Heads were indignant this week about a report from a committee of MPs that says some schools are failing to collect figures about bullying because they worry about their reputations. All schools have anti-bullying policies and most make strenuous and imaginative efforts to implement them. Yet, a month after a report from the United Nations children's fund (Unicef) found that UK children were the world's unhappiest, the MPs' fears cannot be easily dismissed. One of the most distressing features of the report was that fewer than 45 per cent of young people here feel that their peers are kind and helpful, compared with 70 per cent in the Netherlands and the Scandinavian countries.
Schools are a part of this picture. A system which compels teachers to focus on tests and targets, which puts competition before collaboration and results before relationships, does not encourage kindness and co-operation.
A 2003 Ofsted report comparing schools in England, Finland and Denmark showed that teachers in England were most concerned about differentiating between their pupils' skills. Those in Scandinavia focused on promoting a positive view of the world and keeping pupils learning together.
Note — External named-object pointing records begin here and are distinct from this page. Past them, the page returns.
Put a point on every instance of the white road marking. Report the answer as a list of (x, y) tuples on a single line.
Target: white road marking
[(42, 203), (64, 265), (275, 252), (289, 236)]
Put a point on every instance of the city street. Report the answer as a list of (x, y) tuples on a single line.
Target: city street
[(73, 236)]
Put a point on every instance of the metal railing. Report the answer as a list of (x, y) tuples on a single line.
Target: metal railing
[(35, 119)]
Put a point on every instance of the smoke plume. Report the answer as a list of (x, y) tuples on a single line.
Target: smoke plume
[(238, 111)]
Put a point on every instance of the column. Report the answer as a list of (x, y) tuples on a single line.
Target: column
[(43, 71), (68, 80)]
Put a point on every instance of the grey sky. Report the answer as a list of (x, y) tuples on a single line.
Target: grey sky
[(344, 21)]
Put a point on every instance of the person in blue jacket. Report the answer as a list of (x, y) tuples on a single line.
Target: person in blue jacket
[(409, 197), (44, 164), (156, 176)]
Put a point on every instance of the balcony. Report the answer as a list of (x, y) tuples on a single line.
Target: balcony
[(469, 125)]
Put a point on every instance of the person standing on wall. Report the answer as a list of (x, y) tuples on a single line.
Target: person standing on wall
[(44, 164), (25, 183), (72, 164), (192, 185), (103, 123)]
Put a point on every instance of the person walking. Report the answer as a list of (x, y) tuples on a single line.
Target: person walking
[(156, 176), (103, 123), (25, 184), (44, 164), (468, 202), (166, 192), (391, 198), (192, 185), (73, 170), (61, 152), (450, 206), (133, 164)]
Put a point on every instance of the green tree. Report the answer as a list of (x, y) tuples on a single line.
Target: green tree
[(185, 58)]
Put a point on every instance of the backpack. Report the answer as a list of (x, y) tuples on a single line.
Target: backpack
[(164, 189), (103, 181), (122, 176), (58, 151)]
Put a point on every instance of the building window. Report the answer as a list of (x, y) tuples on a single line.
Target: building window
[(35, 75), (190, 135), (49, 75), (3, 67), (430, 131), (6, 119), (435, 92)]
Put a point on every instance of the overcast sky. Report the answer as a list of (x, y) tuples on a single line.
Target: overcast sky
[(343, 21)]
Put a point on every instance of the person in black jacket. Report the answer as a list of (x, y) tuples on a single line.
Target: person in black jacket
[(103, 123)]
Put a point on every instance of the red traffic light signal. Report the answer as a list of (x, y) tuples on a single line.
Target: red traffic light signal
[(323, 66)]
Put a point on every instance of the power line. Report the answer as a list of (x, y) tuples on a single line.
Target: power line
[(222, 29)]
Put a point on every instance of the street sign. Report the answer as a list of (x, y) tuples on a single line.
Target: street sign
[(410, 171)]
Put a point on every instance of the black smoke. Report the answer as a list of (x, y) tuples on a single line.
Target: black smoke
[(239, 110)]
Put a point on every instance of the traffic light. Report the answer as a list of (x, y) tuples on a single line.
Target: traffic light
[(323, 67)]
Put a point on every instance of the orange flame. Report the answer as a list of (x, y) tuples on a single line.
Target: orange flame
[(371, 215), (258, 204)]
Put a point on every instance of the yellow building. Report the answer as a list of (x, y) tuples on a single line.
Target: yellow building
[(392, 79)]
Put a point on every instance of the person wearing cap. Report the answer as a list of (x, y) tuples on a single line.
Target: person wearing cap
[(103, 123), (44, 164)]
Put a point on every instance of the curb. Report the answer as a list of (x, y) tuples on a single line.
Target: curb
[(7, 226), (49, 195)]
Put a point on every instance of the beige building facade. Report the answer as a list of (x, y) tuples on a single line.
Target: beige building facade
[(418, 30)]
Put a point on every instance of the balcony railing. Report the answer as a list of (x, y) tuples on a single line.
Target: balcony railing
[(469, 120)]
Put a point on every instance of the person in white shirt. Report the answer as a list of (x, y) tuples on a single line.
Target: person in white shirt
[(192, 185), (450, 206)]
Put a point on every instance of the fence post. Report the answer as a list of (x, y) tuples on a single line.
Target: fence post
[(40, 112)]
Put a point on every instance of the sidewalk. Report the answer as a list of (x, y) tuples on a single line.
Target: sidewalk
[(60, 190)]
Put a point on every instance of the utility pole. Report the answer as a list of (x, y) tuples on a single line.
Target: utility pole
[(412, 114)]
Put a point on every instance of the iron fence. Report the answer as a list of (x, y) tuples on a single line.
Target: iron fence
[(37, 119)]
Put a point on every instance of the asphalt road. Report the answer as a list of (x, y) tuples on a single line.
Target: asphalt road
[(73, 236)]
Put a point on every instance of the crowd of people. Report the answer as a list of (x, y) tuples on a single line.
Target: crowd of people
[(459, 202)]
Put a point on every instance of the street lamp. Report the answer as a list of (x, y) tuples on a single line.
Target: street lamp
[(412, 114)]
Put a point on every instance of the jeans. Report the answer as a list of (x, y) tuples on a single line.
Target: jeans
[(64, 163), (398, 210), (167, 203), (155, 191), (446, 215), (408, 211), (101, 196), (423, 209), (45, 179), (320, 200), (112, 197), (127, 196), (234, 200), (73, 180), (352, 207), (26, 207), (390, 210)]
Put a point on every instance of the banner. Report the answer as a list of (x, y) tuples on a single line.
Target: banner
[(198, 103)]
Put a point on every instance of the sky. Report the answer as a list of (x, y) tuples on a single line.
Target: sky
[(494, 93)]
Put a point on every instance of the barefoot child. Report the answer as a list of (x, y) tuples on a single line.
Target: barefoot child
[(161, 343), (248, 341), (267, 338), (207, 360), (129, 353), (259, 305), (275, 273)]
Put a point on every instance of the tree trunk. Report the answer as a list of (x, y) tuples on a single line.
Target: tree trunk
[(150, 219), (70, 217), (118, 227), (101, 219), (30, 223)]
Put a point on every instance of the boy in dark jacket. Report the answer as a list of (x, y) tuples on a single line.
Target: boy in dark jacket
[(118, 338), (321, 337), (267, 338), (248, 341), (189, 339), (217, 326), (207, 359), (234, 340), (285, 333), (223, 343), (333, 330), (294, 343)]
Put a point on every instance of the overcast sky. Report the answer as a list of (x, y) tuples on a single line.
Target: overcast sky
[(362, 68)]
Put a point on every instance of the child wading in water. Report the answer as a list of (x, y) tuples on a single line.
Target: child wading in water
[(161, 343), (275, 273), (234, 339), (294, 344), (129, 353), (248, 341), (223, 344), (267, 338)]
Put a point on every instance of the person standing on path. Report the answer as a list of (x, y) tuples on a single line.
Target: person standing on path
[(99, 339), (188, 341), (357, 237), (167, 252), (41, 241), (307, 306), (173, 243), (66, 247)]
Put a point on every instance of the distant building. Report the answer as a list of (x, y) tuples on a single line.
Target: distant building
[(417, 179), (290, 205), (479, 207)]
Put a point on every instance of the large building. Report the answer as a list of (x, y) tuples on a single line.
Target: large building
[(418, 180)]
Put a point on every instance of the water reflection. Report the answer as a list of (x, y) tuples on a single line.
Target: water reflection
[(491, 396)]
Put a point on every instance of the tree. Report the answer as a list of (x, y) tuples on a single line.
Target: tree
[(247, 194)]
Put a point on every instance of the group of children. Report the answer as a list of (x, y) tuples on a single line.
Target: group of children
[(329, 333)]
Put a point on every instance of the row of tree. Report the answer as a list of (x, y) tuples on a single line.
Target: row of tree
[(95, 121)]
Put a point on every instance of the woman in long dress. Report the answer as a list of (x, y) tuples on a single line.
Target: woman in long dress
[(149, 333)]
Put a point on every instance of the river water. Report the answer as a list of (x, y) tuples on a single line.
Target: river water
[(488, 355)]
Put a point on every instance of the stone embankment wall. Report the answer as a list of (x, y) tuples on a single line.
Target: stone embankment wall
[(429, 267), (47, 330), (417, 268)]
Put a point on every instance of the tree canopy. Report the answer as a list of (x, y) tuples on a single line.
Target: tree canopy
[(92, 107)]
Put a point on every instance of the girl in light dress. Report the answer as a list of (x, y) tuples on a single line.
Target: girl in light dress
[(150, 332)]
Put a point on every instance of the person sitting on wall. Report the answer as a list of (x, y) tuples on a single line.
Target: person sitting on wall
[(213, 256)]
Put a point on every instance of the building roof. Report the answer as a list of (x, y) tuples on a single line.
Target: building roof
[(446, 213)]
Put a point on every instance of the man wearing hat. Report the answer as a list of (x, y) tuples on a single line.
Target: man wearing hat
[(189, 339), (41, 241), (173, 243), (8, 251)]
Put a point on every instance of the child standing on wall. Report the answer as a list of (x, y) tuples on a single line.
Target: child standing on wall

So the MPs' belief that we have a bullying problem is probably well-founded. They are right to emphasise that bullying should never be tolerated. But the committee's remedy - a national inquiry - is tired and unconvincing. A shift in the Government's view of the purpose of education might make a difference. Schools could play a bigger role in beating bullies if they were freed from the tyranny of testing. Anthony Seldon, the head of Wellington College and TES columnist, has put happiness on the timetable because he believes his pupils' well-being is as important as exams. The Danes pride themselves on using schools to encourage co-operation. It's a harder subject to test than maths but it matters more.